個人の権利であり、会社の許可は不要です。

  • 傷病手当金は被保険者(又は被保険者であった人)の権利として、私傷病が原因で仕事ができないときに申請できます。会社の許可は不要です。

労災の休業(補償)給付との違い。

  • 労災の休業(補償)給付と健康保険の傷病手当金の違いは以下の通りです。
  • 労災の休業(補償)給付は業務上又は通勤途上で病気・怪我等になり療養するときにもらえるお金。
  • 健康保険の傷病手当金は私傷病(業務外の病気・怪我等)により労務不能の場合にもらえるお金。
  • 労災の休業(補償)給付の額は給料1日分の80%(休業特別支給金も含む)。
  • 健康保険の傷病手当金は給料1日分の約67パーセント(健康保険組合によってはこれよりも上の率の場合があります)。
  • 労災の休業(補償)給付は療養開始後1年6ヶ月経過すると終了します。

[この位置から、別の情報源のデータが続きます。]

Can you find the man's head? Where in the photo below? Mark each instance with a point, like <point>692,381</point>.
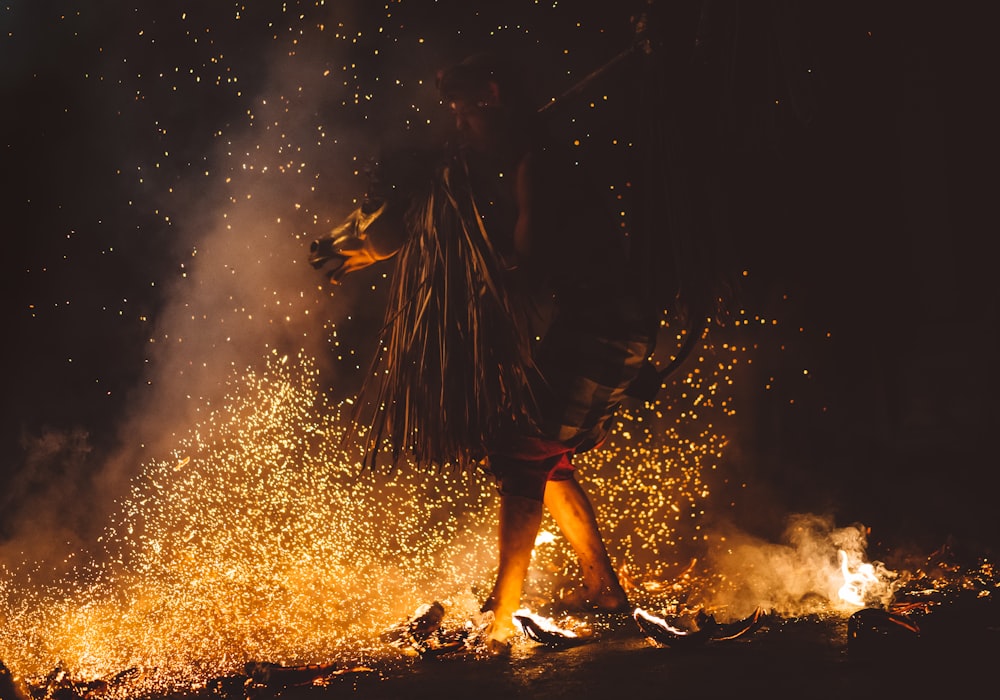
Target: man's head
<point>487,102</point>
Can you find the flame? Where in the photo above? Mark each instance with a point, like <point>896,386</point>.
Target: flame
<point>862,582</point>
<point>545,623</point>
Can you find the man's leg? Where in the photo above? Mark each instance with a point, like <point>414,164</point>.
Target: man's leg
<point>574,514</point>
<point>520,518</point>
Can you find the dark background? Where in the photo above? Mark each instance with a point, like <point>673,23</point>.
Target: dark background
<point>861,199</point>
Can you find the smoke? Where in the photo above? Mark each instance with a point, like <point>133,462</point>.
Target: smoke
<point>801,574</point>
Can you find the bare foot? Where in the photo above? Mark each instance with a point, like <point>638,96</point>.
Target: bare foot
<point>501,629</point>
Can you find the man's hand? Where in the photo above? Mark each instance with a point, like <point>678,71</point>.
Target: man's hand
<point>347,247</point>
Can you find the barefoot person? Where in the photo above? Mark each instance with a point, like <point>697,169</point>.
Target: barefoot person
<point>513,328</point>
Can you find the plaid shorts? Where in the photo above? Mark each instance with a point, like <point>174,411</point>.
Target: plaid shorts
<point>585,364</point>
<point>585,367</point>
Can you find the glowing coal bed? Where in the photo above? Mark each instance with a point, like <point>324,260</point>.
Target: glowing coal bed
<point>260,552</point>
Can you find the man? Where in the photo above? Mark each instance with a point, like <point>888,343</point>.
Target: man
<point>513,329</point>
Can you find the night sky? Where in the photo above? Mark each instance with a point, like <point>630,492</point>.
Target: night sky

しかし、1年6ヶ月経過しても未だ病気・怪我等が完治していない場合には、今度は「傷病(補償)年金」というものがもらえます。ただし、傷病(補償)年金の1級・2級・3級に該当することが条件です。
  • 健康保険の傷病手当金はもらい始めてから1年6ヶ月を経過した時点で終了です。
    •  もし、傷病手当金をもらい始めてから1年6ヶ月を経過しても傷病が治癒しなかったら、障害年金を請求することができます。障害基礎年金(国民年金)と障害厚生年金は、初診日から1年6ヶ月を経過すると、たとえ傷病が治癒していなくても治癒したとみなし、申請が可能となります。
       それに対し、労災の障害(補償)年金は治癒しないともらえません。障害基礎年金や障害厚生年金のように「初診日から1年6ヶ月を経過したら治癒したとみなす」ような概念はありません。
       しかし、労災の治癒という概念は傷病が完全に治癒したことの他に「症状が固定し、これ以上医学的治療効果が期待できない場合」も「治癒」とみなされ、この場合にも障害(補償)年金を請求することができます。
  • 労災の休業(補償)給付も健康保険の傷病手当金も個人の権利です。しかし、中にはこれらの手続きをしたがらない会社さんがあります。その場合にも方法はありますので諦めないで申請しましょう。